In August 2019, there were 149 transactions publicly announced, with $28.03 billion in disclosed spending, according to Deal Search Online. Transactions in the services sectors comprised the majority of activity in August 2019 at 68%, but only 23% of announced spending. The Long-Term Care sector had the most announced transactions at 42 deals, with Physician Medical Groups (PMG) and eHealth tied at second with 20 reported deals each.  

In other words, healthcare M&A for August 2019 mirrored nearly every other month in 2019. Investors, especially private equity, sought targets in the services sectors, but targets in the technology sectors carried the highest dollar values.  

Fast forward to August 2020, and some trends have remained consistent, but there are others worth highlighting. Only 107 deals were announced in August this year, and deal volume in the services sectors still topped that of the technology sectors, but demand waned, with only 66 services deals announced in August (61% of total volume).  

The decline of M&A activity in the Long-Term Care sector is arguably the most dramatic change in the industry. Throughout 2018 and 2019, deal making in Long-Term Care soared, and made up the bulk of activity each month.
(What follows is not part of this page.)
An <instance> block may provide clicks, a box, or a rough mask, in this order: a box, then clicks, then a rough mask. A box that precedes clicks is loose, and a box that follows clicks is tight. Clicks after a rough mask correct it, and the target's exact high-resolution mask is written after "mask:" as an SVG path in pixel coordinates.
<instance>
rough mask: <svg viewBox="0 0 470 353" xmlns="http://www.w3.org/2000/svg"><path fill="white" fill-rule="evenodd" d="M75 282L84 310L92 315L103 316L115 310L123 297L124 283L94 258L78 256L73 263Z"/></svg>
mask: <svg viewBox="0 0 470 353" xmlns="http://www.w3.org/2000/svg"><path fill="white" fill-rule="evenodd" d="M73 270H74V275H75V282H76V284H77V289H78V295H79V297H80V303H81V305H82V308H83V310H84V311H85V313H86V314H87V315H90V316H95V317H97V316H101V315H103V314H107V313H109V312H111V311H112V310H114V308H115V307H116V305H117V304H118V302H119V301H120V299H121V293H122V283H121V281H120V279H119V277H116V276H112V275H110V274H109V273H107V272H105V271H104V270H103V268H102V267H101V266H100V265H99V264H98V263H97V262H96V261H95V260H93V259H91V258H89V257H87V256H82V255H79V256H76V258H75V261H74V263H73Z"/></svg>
However, 2020 has looked much different. In August this year, there were just 21 deals publicly announced, a 52% decrease from August 2019.  The economic ramifications stemming from social distancing and quarantine measures took a toll on seniors housing and care M&A. Although investor interest in skilled nursing facilities hasn’t completely vanished, transactions for assisted living and CCRCs are on the rise, most likely because they haven’t been hit as hard by the pandemic.  

Interest in physician practices has also declined year over year, dropping 55% compared with August 2019. Much of that has to do with the pause in elective surgeries as part of the response to COVID-19 and the uncertainty around that, but the numbers only tell part of the story.  

PMG deals now show a greater diversity in subsectors, especially as hospitals continue to outsource more services to deal with the effects of COVID-19. In August 2019, investors primarily targeted dermatology and dental practices, but in 2020, we’re now seeing interest for practices specializing in orthopedics, anesthesiology and ophthalmology.

However, some targets are seeing increased demand, such as diagnostic companies, and it’s driving up deal volume in the Laboratories, MRI & Dialysis sector, rising 250% compared with August 2019. After Thermo Fisher Scientific Inc. (NYSE: TMO) and QIAGEN N.V. (NYSE: QGEN) dropped their $11.4 billion merger, the latter acquired NeuMoDx Molecular, Inc. for $234 million. NeuMoDX will boost QIAGEN’s COVID-19 testing capabilities, as well as other tests for infectious diseases.

In the technology sectors, eHealth has been the primary focus for investors, with 21 deals in August this year, the highest total of any sector. COVID-19 has increased the demand not just for telehealth and telemedicine providers, but also for companies offering revenue cycle management (RCM) services and patient engagement platforms to help hospitals shoulder the weight of the pandemic. Of the six RCM companies acquired in August, all but one focused on hospitals.  

We can’t talk about healthcare M&A without talking about private equity. In August 2019, private equity and their sponsored companies announced roughly 24% (36 deals) of all transactions for the month, with a total $10.18 billion in announced spending. Physician Medical Groups, Long-Term Care and Behavioral Health Care saw the most PE firm activity.  

In August 2020, activity from PE firms dropped slightly, to 22% (24 deals), with only $405.2 million in announced spending. Although PE firms continue to acquire physician practices, firms announced just as many transactions in the eHealth sector this August. However, PE firms also treaded into more unusual territory this August, such as the Pharmaceutical sector and the wound care market. With the services sectors under significant financial pressure, it’s no surprise to find PE looking for other avenues to explore, to capitalize on new market conditions.